The problem is seen by both 32 and 64 bit programs.

On RHEL4, both update2 and update3 (2.6.9-22 and 2.6.9-34 kernels), data written
into this memory by both the hardware, and by the device driver, is
not seen by the user program, even though all addresses appear to be correct,
and no errors are reported at any point.  The problem only occurs if the
system has 4GB or more physical memory installed.   

This problem is seen on multiple opteron motherboards, multiple BIOS versions,
and also on Intel Woodcrest systems.

The problem is not seen with Fedora Core 4 2.6.14, 2.6.15, or 2.6.16
distributions and kernels, it is not seen with SLES10 2.6.16 kernels,
and it is not seen with kernel.org 2.6.16 or 2.6.17 kernels running on
a RHEL4 UP2 or UP3 base installation.

We have found a workaround for BIOSes that have the option to disable
system memory remapping around the I/O address hole that is normally
located just below 4GB.  When that is disabled, no problems are observed
even on the RHEL4 kernels.  Unfortunately, not all BIOSes offer this option,
and even when it is available, it can result in up to 1GB of system memory
being made unavailable, which is unacceptable to some customers.
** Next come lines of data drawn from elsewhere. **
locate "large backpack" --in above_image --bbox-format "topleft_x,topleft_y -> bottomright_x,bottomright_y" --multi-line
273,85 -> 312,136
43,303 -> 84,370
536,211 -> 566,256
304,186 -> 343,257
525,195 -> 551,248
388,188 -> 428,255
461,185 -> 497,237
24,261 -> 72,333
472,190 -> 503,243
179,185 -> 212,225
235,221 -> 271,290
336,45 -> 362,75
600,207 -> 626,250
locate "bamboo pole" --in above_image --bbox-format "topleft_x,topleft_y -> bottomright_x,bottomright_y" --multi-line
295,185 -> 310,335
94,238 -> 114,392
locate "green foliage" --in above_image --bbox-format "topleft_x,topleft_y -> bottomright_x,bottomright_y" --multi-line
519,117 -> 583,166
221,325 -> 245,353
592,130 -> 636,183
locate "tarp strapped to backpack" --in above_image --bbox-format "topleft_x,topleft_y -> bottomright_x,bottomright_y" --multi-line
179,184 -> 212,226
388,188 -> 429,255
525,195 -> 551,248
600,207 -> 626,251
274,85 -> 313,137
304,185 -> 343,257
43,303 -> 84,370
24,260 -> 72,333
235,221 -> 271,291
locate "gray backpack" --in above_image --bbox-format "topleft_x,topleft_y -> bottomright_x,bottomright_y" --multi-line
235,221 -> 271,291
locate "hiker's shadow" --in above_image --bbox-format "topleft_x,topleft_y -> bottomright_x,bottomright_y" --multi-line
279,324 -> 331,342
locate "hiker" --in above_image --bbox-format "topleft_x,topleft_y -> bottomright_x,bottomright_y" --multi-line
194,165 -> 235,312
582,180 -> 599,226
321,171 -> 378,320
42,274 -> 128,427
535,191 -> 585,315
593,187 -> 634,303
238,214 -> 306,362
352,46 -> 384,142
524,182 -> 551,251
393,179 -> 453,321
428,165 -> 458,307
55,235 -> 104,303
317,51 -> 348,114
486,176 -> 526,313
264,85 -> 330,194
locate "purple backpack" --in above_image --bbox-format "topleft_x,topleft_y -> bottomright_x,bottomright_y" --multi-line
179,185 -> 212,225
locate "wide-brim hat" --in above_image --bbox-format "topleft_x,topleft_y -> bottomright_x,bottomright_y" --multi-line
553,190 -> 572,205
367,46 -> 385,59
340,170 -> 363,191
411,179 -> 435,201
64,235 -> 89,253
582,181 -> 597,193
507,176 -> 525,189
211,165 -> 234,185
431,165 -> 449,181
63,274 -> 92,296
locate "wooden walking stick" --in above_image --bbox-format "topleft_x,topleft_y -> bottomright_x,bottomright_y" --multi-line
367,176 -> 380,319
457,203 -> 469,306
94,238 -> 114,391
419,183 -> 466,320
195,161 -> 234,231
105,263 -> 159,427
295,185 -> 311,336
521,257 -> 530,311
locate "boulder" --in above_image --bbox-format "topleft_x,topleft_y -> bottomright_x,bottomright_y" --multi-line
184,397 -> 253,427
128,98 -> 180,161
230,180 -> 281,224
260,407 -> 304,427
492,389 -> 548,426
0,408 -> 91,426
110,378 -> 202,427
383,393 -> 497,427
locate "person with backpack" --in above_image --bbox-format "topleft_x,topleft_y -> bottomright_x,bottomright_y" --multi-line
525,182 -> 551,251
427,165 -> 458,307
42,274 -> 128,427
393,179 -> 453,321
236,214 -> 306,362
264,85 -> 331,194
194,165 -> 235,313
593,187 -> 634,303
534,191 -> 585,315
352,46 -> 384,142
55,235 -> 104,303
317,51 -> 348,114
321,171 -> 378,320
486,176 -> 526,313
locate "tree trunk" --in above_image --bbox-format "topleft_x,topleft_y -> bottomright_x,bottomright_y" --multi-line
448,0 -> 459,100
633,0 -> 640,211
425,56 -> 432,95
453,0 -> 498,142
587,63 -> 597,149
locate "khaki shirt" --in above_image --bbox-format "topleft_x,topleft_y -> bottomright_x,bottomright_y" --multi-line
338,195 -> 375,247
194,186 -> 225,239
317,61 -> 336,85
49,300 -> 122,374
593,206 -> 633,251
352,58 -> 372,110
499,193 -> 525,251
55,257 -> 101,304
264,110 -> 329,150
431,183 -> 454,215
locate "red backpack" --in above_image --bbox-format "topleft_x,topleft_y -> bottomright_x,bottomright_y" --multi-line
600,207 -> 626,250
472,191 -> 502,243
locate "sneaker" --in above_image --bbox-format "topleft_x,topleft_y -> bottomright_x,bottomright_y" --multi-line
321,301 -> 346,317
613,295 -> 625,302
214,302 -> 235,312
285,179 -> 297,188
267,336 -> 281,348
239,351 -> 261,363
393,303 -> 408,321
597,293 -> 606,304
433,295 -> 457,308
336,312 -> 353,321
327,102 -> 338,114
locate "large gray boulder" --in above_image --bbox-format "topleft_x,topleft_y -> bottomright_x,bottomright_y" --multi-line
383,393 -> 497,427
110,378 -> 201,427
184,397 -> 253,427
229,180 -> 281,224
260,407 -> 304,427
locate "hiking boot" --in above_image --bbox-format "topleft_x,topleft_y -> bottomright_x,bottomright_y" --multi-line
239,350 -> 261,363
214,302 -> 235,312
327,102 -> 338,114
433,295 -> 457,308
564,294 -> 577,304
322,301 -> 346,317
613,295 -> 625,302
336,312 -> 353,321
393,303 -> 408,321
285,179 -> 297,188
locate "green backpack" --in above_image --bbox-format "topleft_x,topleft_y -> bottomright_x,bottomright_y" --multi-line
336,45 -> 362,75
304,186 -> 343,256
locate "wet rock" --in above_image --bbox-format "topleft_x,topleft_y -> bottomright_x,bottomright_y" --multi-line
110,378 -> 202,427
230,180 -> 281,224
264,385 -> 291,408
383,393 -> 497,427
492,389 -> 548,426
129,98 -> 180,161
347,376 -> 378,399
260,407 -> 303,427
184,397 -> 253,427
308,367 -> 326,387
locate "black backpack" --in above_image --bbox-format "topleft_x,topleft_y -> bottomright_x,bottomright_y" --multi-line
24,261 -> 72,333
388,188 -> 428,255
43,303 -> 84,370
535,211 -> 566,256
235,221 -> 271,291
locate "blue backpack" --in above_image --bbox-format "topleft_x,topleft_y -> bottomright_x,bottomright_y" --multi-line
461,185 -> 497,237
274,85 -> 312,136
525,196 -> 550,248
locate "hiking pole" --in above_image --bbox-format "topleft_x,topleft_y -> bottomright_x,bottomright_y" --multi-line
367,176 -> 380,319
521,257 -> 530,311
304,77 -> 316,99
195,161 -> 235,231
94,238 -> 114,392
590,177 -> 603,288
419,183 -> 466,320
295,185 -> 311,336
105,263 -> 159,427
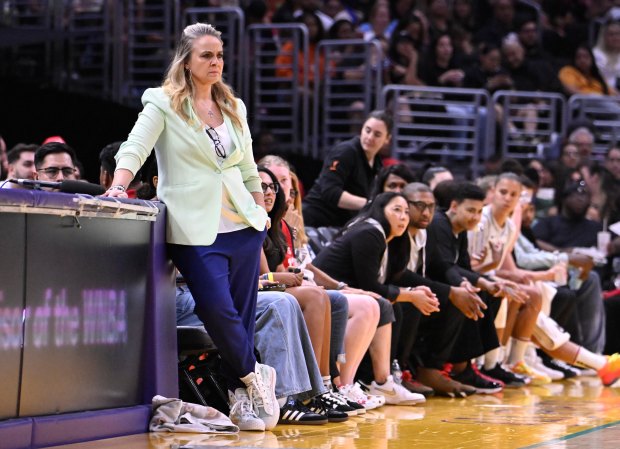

The kernels are the standard installed kernels, they have not been reconfigured
or rebuilt.

The memory allocation in the driver is done in ipath_init_chip.c as:

 dd->ipath_pioavailregs_dma = dma_alloc_coherent(
        &dd->pcidev->dev, PAGE_SIZE, &dd->ipath_pioavailregs_phys,
#if LINUX_VERSION_CODE < KERNEL_VERSION(2,6,10)
        __GFP_REPEAT |
#endif
        GFP_KERNEL);
#if LINUX_VERSION_CODE < KERNEL_VERSION(2,6,15)
    SetPageReserved(virt_to_page(dd->ipath_pioavailregs_dma));
#endif

The status shared information is setup as:
        dd->ipath_statusp = (u64 *)
        ((char *)dd->ipath_pioavailregs_dma +
         ((2 * L1_CACHE_BYTES +
           dd->ipath_pioavregs * sizeof(u64)) & ~L1_CACHE_BYTES));

The mmap64 call is done with these arguments:

mmap64(0, PAGE_SIZE, PROT_READ, MAP_SHARED,
                fd, (__off64_t)b->spi_pioavailaddr));

where spi_pioavailaddr is returned by the driver during an initialization
call in ipath_file_ops.c

The mmap handler is also in ipath_file_ops.c in ipath_mmap()
with a call to ipath_mmap_mem which uses 

  remap_page_range(vma, vma->vm_start, pfn<<PAGE_SHIFT, len,
      vma->vm_page_prot);

Comment 1 Tom Coughlan 2006-07-10 18:05:46 UTC
If you would like to try a test with a preliminary version of the RHEL 4 U4
kernel, you can get one here:

http://people.redhat.com/jbaron/rhel4/

I do not know of a fix in this area, but it would help to try the latest. 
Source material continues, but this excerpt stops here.